CENTRAL DIABETES INSIPIDUS (CDI) may be familial or secondary to injury toward the hypothalamic-infundibulo-neurohypophyseal system (1, 2, 3, 4). Frequently an organic lesion in this region may be due to inflammatory diseases, as Langherans-cell histiocytosis, sarcoidosis, tubercolosis or autoimmune process (5). In absence of all the above mentioned ethiological factors, CDI is usually classified as idiopathic. Imura et al. (6) showed that autoimmune CDI could be due to a lymphocytic infundibulo-neurohypophysitis revealed by infiltration of lymphocytes and plasma-cells on biopsy samples of pituitary stalk and/or suggested by the presence of isolated pituitary stalk thickening on magnetic resonance imaging (MRI), which can disappear over time spontaneously or after corticosteroid therapy. However, in these patients antibodies to AVP-secreting cells (AVPcAb) have not been studied. Moreover, the frequent association between CDI and clinical or subclinical autoimmune endocrine diseases, the possible presence of AVPcAb, not only in patients with clinical CDI but also in those with autoimmune polyendocrine syndromes (APS) without CDI, suggested an autoimmune variant of this disease (7, 8, 9, 10, 11, 12). So far, in clinical CDI patients with or without APS, longitudinal studies on the behavior of AVPcAb, as well as on the relationship between AVPcAb and hypothalamic-pituitary imaging on MRI have not been performed. The aim of this longitudinal study in patients with complete CDI with APS and in those with complete idiopathic CDI was 2-fold: first, to investigate the presence of AVPcAb and pituitary stalk thickening on MRI; second, to evaluate longitudinally if any change of these findings occurs during a long-term follow-up.

Subjects and Methods

On the basis of an AVPcAb screening, performed since 1993 in a large cohort of 2385 patients with APS, 22 patients with complete autoimmune CDI were enrolled in this study. Diagnosis of autoimmune complete CDI was done on the basis of its association with APS and of respective organ specific autoantibodies in presence or absence of AVPcAb. On the basis of duration of autoimmune complete CDI these patients were grouped as follows: group 1a, consisting of 10 patients (8F, 2M, aged 29–36 yr) with recent onset of CDI ( 1.5 yr, range 0.5–1.4 yr); group 1b, consisting of 12 patients (9F, 3M, aged 37–53 yr) with CDI of long-term duration ( 7 yr, range 7–22 yr). Moreover, 13 patients with apparent idiopathic CDI were also studied; on the basis of the results of AVPcAb they were grouped as follows: group 2, consisting of 5 patients positive for AVPcAb (all females, aged 19–26 yr) thus considered affected by isolated autoimmune CDI, and group 3, consisting of 8 patients negative for AVPcAb (5F, 3M, aged 21–26 yr) considered as true idiopathic complete CDI also because a familial or secondary CDI was excluded.

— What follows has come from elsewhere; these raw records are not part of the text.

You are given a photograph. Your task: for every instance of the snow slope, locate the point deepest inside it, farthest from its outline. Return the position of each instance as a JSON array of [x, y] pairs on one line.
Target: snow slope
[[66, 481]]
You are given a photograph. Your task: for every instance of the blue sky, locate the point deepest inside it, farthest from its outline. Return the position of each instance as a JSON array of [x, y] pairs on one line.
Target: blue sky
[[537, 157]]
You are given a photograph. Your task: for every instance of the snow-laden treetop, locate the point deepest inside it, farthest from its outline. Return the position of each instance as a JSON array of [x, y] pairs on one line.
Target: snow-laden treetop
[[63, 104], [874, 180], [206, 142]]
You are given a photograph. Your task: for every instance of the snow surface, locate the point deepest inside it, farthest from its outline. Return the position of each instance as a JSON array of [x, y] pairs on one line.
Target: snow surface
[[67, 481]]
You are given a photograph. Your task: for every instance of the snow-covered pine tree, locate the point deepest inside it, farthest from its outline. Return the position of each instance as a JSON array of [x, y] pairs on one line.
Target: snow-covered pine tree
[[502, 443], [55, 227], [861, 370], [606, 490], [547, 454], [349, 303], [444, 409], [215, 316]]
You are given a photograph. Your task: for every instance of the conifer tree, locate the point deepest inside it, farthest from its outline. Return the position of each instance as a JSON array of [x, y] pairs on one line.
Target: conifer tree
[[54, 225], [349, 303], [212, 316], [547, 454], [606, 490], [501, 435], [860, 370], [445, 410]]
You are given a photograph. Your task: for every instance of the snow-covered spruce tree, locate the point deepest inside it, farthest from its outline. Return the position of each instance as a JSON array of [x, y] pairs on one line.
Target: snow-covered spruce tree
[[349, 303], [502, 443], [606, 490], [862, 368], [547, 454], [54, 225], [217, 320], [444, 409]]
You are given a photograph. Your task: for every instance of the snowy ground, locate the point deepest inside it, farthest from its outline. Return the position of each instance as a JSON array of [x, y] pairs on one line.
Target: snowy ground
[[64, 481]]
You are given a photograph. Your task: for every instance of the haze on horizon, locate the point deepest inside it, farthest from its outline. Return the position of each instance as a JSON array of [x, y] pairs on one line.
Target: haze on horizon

All patients were under desmopressin-acetate treatment. At the first observation (off treatment) the diagnosis of CDI had been done on the basis of clinical and laboratory findings according to the accepted criteria (5). In particular, in all patients of all groups studied, after fluid deprivation, urine and plasma osmolality were less than 300 and 300 milliosmoles/kg or greater, respectively; after desmopressin, urine osmolality was more than 750 milliosmoles/kg.

At study entry, 8 of 10 patients in group 1a and 7 of 12 in group 1b were positive for AVPcAb. As regards to the presence of APS, in group 1a, 5 patients presented with Hashimoto’s thyroiditis isolated or associated with Addison’s disease, atrophic gastritis and vitiligo, two with Addison’s disease and type 1 diabetes mellitus, two with Graves’ disease alone and one associated to Addison’s disease and premature ovarian failure; in group 1b, eight patients presented with Hashimoto’s thyroiditis isolated or associated with premature ovarian failure, atrophic gastritis, celiac disease and vitiligo, 2 with Addison’s disease isolated or associated to type 1 diabetes mellitus, 1 with Graves’ disease, and 1 with diabetes mellitus. In all patient groups, the respective organ specific autoantibodies were also present.

Patients with hypothyroid Hashimoto’s thyroiditis, Addison’s disease, and type 1 diabetes mellitus received appropriate replacement therapy; hyperthyroid Graves’ patients received antithyroid drugs. All subjects gave their informed consent to the study, which was approved by local ethical committee.

As regards to organ-specific antibodies, islet cell antibodies, adrenal cortex antibodies, parietal cell antibodies, steroid-secreting cell antibodies, endomisial antibodies by indirect immunofluorescence, 21-hydroxylase antibodies, glutamic acid decarboxylase antibodies, thyrotrophin receptor antibodies, thyroglobulin antibodies, thyroperoxidase antibodies, by RIA, were investigated as previously described (13, 14, 15, 16).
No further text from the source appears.